GUIDO: Tu es très actif sur Twitter où tu n'hésites pas à répondre directement aux haters. Ça t'amuse?
Pierre de Maere: Carrément. Twitter, c'est un superbe terrain de jeux où les gens sont sans foi ni loi. S'ils attaquent, on se doit de répondre, sans être méchant. Il y a certaines choses qui m'atteignent plus que d'autres. Quand on me traite de bobo de Saint-Germain-des-Prés par exemple, je n'en ai carrément rien à foutre parce que je sais que ce n'est pas le cas. Quand c'est vrai, c'est plus difficile à vivre… Je suis assez complexé de mes talents de vocaliste. J'ai une telle tessiture vocale que ce que je fais en studio est parfois difficile à assumer en live. Des sauts de gammes haut perchés, des allers-retours dans les aigus… En concert, il y a donc forcément des moments qui sont à côté. Je n'ai pas pris de cours de solfège, je suis autodidacte, il me reste donc toujours une sorte de complexe, une lacune à combler. J'ai le complexe du chanteur, vocalement je suis encore un peu à la traîne. Du coup, si on me dit sur Twitter que j'ai été faux du début à la fin du concert, je vais avoir tendance à le croire.

GUIDO: Cette année 2022 a quand même été dingue, avec des performances sur la Grand-Place de Bruxelles, aux NRJ Music Awards ou sur le plateau de Quotidien!
Pierre de Maere: J'ai été littéralement propulsé sur des scènes sans trop savoir quoi faire et sans rien y connaître!

GUIDO: Quel est le moment que tu as le plus kiffé?
Pierre de Maere: J'ai adoré chanter sur la Grand-Place, il y avait une telle ferveur dans la foule qui chantait en chœur ma chanson. J'y ai ressenti une énergie dingue.

GUIDO: Et le plus stressant?
Pierre de Maere: Ça doit être mon passage à Quotidien ou chez Ruquier. Les directs en télévision, c'est hyper compliqué, parce que tu sais que tu n'as qu'une chance et que tu es regardé par plus d'un million de personnes.
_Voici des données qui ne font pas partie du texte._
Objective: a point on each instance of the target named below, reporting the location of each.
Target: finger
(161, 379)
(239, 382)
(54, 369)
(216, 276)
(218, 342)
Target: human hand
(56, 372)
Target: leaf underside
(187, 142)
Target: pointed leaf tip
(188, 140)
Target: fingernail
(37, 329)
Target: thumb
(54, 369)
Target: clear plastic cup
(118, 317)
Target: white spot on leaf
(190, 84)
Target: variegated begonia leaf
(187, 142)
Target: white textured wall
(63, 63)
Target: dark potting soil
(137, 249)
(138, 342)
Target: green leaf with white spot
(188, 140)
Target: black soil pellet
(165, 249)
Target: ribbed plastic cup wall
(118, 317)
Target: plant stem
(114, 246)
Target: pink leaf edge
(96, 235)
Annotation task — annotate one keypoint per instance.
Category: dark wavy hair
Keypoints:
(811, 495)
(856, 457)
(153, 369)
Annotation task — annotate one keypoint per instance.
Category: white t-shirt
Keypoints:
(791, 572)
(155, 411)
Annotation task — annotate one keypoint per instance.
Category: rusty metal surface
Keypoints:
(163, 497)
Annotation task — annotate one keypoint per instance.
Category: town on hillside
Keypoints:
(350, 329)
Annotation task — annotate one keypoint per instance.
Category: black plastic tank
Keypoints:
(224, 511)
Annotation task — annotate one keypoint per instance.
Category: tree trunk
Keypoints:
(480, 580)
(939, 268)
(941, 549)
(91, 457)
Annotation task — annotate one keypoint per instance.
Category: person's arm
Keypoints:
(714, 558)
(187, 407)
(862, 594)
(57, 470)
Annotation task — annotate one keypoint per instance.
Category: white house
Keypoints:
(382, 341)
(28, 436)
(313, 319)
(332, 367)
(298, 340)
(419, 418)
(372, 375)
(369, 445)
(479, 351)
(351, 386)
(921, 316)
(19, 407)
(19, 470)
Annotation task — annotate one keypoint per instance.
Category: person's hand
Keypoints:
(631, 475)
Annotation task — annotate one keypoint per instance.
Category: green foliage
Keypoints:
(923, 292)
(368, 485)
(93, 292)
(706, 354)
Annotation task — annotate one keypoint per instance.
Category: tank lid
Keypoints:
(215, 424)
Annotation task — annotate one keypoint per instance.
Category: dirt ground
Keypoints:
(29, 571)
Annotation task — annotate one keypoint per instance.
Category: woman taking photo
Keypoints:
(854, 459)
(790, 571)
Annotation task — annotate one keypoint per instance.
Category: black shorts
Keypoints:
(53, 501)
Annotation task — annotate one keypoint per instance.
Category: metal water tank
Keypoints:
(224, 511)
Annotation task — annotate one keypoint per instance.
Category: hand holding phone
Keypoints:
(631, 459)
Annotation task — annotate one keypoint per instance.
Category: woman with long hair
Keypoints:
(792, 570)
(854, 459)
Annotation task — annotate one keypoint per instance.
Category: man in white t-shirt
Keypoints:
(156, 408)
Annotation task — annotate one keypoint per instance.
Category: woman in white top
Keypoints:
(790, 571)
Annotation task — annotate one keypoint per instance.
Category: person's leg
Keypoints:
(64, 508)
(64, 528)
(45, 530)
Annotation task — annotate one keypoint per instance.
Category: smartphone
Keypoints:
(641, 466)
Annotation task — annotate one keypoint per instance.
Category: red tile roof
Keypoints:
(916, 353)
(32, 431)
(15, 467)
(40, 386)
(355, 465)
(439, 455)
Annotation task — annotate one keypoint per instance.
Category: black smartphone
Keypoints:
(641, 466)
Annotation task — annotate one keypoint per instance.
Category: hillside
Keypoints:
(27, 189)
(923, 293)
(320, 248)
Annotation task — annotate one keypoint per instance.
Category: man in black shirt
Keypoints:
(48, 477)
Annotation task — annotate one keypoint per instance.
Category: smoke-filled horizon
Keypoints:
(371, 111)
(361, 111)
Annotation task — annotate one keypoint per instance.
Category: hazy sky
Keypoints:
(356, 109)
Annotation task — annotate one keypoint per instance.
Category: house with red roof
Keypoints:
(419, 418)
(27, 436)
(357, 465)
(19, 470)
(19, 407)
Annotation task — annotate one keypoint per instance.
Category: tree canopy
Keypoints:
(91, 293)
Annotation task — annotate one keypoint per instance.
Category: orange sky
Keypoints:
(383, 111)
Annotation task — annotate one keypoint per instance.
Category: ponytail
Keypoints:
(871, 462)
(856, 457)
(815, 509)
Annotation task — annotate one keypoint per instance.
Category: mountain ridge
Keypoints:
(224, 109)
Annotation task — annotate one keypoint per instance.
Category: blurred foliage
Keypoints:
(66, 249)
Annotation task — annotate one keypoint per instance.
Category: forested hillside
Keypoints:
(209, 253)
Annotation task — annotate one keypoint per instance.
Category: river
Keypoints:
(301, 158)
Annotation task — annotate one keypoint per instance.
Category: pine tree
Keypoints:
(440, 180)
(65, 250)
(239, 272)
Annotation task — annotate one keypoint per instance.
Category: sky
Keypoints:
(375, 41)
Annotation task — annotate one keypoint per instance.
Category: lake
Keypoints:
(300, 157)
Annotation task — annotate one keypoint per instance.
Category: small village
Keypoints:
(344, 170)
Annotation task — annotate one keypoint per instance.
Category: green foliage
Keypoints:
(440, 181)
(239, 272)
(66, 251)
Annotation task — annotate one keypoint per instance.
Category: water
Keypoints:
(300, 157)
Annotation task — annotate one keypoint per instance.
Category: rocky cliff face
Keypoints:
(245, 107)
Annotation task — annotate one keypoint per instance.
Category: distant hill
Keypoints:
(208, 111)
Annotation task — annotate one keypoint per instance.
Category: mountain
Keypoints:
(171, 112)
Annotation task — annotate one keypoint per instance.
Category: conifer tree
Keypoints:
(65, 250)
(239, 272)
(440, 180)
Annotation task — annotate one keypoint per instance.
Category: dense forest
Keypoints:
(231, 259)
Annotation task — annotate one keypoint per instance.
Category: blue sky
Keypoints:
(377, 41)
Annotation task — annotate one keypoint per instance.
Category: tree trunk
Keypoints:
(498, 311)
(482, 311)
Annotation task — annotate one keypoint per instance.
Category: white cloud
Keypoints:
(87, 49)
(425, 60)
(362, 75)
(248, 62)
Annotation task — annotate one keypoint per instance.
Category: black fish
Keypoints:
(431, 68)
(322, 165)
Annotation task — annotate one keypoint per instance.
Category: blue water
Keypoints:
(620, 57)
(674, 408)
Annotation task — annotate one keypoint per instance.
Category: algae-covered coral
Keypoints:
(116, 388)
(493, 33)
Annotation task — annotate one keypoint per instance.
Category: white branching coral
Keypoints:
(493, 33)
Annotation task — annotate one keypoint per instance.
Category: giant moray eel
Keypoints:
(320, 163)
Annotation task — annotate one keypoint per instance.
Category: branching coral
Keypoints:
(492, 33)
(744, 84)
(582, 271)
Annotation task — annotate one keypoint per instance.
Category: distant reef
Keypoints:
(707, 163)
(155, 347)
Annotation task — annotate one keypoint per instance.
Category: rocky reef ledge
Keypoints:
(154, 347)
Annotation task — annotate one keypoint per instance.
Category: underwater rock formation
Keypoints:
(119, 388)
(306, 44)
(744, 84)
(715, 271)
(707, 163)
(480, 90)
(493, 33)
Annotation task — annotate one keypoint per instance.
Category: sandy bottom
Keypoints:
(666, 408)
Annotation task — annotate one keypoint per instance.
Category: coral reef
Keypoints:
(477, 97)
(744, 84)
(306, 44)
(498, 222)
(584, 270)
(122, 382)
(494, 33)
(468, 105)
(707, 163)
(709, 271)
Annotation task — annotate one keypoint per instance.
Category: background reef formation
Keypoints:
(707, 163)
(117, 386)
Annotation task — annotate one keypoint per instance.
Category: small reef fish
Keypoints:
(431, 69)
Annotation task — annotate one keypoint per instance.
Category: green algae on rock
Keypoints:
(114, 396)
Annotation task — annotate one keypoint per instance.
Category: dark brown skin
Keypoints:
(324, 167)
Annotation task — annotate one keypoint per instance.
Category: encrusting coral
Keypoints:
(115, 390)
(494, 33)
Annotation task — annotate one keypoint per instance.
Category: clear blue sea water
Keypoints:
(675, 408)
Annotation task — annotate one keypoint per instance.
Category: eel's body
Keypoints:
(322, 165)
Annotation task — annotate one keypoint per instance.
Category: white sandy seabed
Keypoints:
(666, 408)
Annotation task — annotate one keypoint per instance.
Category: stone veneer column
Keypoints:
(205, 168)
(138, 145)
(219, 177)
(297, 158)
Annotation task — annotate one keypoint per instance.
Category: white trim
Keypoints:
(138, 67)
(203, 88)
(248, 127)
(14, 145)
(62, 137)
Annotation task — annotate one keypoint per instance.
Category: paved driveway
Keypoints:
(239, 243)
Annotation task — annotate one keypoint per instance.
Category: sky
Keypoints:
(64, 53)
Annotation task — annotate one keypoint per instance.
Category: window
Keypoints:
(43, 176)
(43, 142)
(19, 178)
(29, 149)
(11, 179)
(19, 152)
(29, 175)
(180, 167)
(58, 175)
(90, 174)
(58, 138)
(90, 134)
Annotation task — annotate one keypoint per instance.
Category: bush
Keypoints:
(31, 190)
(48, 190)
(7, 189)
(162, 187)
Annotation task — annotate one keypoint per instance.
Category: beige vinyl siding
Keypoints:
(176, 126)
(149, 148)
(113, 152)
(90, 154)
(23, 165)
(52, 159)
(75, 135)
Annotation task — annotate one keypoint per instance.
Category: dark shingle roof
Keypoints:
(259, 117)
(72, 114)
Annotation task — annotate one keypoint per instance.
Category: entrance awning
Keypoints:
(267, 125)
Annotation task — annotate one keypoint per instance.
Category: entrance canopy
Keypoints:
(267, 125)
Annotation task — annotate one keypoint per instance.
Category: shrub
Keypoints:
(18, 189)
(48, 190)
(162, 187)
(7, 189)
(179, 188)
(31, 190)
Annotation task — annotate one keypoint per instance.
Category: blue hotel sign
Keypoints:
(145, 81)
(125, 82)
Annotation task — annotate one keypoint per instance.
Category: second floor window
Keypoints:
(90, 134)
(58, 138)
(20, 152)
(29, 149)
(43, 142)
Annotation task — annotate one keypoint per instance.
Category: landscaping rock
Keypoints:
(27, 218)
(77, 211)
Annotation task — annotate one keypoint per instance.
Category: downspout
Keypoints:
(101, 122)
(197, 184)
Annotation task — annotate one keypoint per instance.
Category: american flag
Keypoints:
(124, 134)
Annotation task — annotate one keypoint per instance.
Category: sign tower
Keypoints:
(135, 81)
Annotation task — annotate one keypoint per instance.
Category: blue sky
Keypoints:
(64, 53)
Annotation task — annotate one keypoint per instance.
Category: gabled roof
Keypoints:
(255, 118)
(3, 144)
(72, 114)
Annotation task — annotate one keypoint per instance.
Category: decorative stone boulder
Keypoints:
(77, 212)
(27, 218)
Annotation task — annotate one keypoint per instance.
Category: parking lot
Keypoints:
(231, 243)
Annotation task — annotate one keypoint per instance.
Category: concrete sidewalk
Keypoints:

GUIDO: Désormais, tu es plus souvent à Paris qu'en Belgique?
Pierre de Maere: Je jongle entre les deux. Même si je suis plus souvent sur Paris actuellement.

GUIDO: Tu es donc finalement devenu un bobo parisien?
Pierre de Maere: Justement, non, je me suis installé dans le XIXème, qui est tout sauf bobo! C'est très mixte. Mais je n'ai pas vu ça comme un départ, étant donné que je reviens souvent à Walhain, chez mes parents. Ce qui est excitant à Paris, c'est qu'on a l'impression que tout s'y passe. Il y a beaucoup de fêtes. Je suis devenu fêtard cette année. J'ai été très sage pendant mon adolescence, je ne suis pratiquement jamais sorti, et là, ça y est, je rattrape mon retard! Je revis ma jeunesse en quelque sorte.

GUIDO: Tu as déjà eu l'occasion de faire quelques concerts en Belgique, en France et en Suisse. Il est comment, Pierre de Maere, avant de monter sur scène?
Pierre de Maere: Au départ, c'était horrible. Une de mes toutes premières dates (ndlr: en janvier 2022), c'était à la Maison de la Radio, à Paris. Je n'ai pas mangé quatre heures avant le show, j'étais paralysé et je suis arrivé sur scène en tremblant. Aujourd'hui, on n'en est plus là, heureusement. Au fur et à mesure que les dates passent, des automatismes se mettent en place et des points d'accroche te sécurisent. Je suis davantage en confiance.

GUIDO: On risque de te croiser dans les festivals cet été, c'est un exercice qui te plaît particulièrement?
Pierre de Maere: C'est à la fois un exercice excitant mais aussi compliqué. C'est très challengeant, car il faut aller chercher les gens qui ne sont pas spécialement venus pour toi. Mais ça s'est toujours bien passé pour moi. Et j'ai déjà hâte de retrouver le public cet été…
 

Les études de Pierre de Maere

À 18 ans, Pierre de Maere entame des études de photographie aux Beaux-Arts d'Anvers. Des études qui ne lui conviendront pas et qu'il arrêtera après une année seulement. «Je n'ai pas aimé le cursus des Beaux-Arts que j'ai trouvé trop axé sur le contemporain. Les profs racontaient des tas de choses auxquelles je ne croyais pas tellement. Il n'y avait aucune quête de beauté, d'esthétisme…» Même s'il n'a pas accroché au cursus, Pierre a quand même pu découvrir un nouvel univers en Flandre. «J'ai aimé la liberté sur place. Je kotais à Anvers, c'était excitant de découvrir une nouvelle ville même si je m'y suis retrouvé un peu trop seul. Alors que je suis quelqu'un de sociable, je n'ai pas réussi à m'y faire des amis. La langue n'a pas aidé, étant donné que je suis assez mauvais en anglais.»